NewsBERTje: a Domain-Adapted Dutch BERT Model
Loic de Langhe, Orphée De Clercq, Veronique Hoste
LT3, Ghent University
In recent years, pre-trained language models, particularly BERT (Bidirectional Encoder Representations from Transformers), have demonstrated remarkable success across various natural language processing (NLP) tasks. However, deploying these models on specific domains where labeled data is scarce or substantially different from the pre-training corpus poses a significant challenge. Domain adaptation techniques aim to mitigate this issue by continuously pre-training models on domain-specific data, thereby enhancing their performance in target domains.
This abstract explores the potential of domain adaptation for BERT-based models in the Dutch language domain. We enhance the capabilities of the widely used BERTje model in online news settings by continuing its pretraining on a large online news collection from a large variety of sources. Concretely, our domain-specific corpus consists of around 20 million tokens of news articles from online versions of Dutch (and Flemish) newspapers such as NOS, De Morgen, Het Nieuwsblad, Het Laatste Nieuws, De Standaard and Het Belang van Limburg, as well as articles published on the news website of the Flemish public broadcasting agency VRT News.
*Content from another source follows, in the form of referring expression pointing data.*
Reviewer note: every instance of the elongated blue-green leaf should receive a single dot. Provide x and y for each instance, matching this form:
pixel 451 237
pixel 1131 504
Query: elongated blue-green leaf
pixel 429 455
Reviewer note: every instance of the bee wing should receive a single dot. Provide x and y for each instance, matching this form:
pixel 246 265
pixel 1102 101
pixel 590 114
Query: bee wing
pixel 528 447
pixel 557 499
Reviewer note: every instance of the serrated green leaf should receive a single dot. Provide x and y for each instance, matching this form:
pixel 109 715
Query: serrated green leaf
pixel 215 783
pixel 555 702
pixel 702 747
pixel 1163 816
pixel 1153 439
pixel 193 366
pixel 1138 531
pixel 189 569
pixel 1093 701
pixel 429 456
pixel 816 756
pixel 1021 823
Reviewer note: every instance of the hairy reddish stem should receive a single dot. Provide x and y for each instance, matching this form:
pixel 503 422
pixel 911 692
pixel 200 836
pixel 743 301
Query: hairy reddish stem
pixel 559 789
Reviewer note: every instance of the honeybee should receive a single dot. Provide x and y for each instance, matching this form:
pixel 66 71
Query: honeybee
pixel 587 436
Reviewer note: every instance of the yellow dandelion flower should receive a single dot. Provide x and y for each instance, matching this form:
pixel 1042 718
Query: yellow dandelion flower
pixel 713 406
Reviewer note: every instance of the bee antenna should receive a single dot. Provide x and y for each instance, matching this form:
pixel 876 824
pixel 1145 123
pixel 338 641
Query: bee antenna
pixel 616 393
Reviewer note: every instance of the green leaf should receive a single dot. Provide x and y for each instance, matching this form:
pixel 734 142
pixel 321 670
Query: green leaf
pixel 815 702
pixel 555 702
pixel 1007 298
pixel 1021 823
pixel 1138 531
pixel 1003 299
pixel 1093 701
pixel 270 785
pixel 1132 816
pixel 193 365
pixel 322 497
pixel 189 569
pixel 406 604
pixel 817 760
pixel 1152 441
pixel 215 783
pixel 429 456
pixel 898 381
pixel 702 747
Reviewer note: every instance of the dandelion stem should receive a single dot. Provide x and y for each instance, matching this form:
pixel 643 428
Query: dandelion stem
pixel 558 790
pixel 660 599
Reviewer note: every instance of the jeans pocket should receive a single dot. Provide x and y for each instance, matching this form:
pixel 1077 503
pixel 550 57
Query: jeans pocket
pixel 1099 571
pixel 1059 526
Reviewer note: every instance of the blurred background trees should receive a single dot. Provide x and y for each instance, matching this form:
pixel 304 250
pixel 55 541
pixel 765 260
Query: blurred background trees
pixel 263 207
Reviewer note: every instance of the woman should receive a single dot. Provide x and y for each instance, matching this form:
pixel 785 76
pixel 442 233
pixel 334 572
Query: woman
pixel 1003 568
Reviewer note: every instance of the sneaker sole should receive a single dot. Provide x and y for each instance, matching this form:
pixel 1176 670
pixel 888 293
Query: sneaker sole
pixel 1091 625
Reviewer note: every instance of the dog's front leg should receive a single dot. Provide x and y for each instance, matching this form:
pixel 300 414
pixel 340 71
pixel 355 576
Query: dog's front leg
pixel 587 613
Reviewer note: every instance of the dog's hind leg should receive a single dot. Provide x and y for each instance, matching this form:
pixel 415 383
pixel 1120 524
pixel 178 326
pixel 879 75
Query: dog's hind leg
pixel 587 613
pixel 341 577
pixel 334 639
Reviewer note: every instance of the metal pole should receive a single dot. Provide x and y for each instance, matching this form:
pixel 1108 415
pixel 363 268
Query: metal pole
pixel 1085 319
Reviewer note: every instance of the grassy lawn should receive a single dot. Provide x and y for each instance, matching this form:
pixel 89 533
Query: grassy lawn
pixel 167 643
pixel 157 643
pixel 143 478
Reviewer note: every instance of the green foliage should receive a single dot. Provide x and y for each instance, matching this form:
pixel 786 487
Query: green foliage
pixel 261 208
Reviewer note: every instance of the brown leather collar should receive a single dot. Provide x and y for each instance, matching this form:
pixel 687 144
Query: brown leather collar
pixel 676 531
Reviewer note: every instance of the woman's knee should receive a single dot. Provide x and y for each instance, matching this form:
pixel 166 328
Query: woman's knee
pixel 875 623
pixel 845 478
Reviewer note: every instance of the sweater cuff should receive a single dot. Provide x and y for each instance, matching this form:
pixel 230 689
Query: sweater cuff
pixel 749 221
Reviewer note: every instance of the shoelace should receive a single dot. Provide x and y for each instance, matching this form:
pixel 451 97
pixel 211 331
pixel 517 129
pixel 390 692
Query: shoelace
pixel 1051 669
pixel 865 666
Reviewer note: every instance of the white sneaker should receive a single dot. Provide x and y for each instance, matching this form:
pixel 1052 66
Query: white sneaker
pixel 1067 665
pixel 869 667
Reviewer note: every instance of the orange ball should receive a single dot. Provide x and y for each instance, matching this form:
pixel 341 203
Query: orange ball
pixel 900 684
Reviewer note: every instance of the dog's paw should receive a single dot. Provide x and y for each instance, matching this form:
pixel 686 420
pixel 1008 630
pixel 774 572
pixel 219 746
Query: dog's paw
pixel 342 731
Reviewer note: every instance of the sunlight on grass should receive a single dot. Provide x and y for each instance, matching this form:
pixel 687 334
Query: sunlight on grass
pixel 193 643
The result is a BERT model, fully adapted for Dutch news texts: ‘NewsBERTje’, which is freely available through the Huggingface transformer hub.
We benchmarked the performance of this newly trained model by evaluating it on a large number of tasks within the Dutch news domain such as news sentiment classification, news event prominence classification, sarcasm and partisanship detection and both coarse -and fine-grained news topic classification. We find that NewsBERTje outperforms other Dutch BERT models such as BERTje, RobBERTje and RobBERT on each of these tasks, highlighting the benefit of training task -and domain specific models.